In such an embodiment, as described in the conventional example, the heating element 3 which is separated from each other and independent of each other and the individual electrode 6 which defines the heating element 3 are formed by a highly accurate photolithographic technique. The need is eliminated and the manufacturing yield is greatly improved. Further, in the conventional example, the need to use the drive circuit elements 7 to which the predetermined number of individual electrodes 6 are connected is eliminated, the number of parts can be reduced and the cost can be reduced, and the drive circuit elements 7 need to be used. Is eliminated, the thermal head 11 can be remarkably downsized.

FIG. 4 is a system diagram showing the configuration of another embodiment of the present invention. This embodiment is similar to the above-mentioned embodiment, and corresponding parts are designated by the same reference numerals. The point to be noted in this embodiment is that the fluorescent layer 27 is formed on the light receiving side of the heat generating means 20, and the fluorescent layer 27 is scanned with the electron beam 29 from the electron gun 28 used in the television receiver. As a result, the fluorescent layer 27 emits light in a state corresponding to the electron beam 29, and the fluorescent light causes the heat generating means 20 to perform the heat-sensitive printing operation as described above.

Also in such an embodiment, the same effect as the effect described in the above embodiment can be obtained.

As another modification of the present invention, the means for supplying the optical image to the heat generating means 20 shown in FIG. 1 is not limited to the above-mentioned embodiment, and the optical image may be transmitted by an optical fiber, for example. Alternatively, a plane image may be directly formed on the photosensitive layer 14 in FIG. 1 by an optical image projection device. Alternatively, a light emitting diode array may be used.

[0018]

As described above, in the thermal head according to the present invention, the transparent electrode layer is provided on the transparent insulating substrate, and the photosensitive layer made of a material whose specific resistance decreases during exposure is provided on the transparent electrode layer. A heating means having a heating resistor layer and an electrode layer sequentially provided thereon is provided. Therefore, it is possible to eliminate the need to form with high precision the heating elements that are separated from each other and have the array density corresponding to the recording density, and the individual electrodes that define the heating elements, and it is possible to significantly improve the manufacturing yield. In addition, a drive circuit element to which a predetermined number of heating elements separated from each other are connected is not required, and the number of parts can be significantly reduced and the configuration can be downsized.
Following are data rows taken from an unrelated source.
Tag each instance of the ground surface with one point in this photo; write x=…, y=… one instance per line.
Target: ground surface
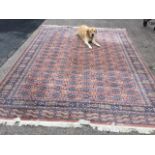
x=13, y=34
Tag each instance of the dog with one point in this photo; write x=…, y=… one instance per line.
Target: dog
x=87, y=34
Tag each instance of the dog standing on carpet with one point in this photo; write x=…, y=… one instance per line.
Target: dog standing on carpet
x=87, y=34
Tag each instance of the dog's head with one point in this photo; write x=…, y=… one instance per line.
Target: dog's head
x=91, y=32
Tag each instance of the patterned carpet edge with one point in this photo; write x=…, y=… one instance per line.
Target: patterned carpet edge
x=79, y=124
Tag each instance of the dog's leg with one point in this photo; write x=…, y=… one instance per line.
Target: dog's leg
x=95, y=43
x=86, y=42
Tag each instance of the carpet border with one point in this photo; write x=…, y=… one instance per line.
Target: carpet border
x=79, y=124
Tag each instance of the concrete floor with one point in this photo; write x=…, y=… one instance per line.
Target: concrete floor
x=143, y=39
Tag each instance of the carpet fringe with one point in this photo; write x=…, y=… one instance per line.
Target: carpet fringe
x=80, y=124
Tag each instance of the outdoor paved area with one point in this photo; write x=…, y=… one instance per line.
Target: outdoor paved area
x=143, y=39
[Brief description of drawings]

FIG. 1 is a system diagram of a thermal head 11 according to an embodiment of the present invention.

FIG. 2 is a sectional view of a thermal head 11.

FIG. 3 is a graph illustrating characteristics of a photosensitive layer 14.

FIG. 4 is a system diagram showing a configuration of another embodiment of the present invention.

FIG. 5 is a perspective view of a conventional thermal head 1.

[Explanation of symbols]

 11 Thermal Head 12 Transparent Substrate 13 Transparent Electrode Layer 14 Photosensitive Layer 15 Heating Resistor Layer 16 Common Electrode Layer 20 Heating Unit 21 Laser Light Generator 22 Reflector 25 Power Supply 27 Fluorescent Layer 28 Electron Gun

Claims (1)

[Claims] 1. A transparent electrode layer is provided on an electrically insulating transparent substrate, a photosensitive layer made of a material whose specific resistance decreases during exposure is provided on the transparent electrode layer, and a heating resistor layer and an electrode layer are provided on the photosensitive layer. The transparent insulating substrate is selectively irradiated with light to partially lower the specific resistance of the photosensitive layer and selectively between the transparent electrode layer and the electrode layer. A thermal head characterized by being energized for thermal printing.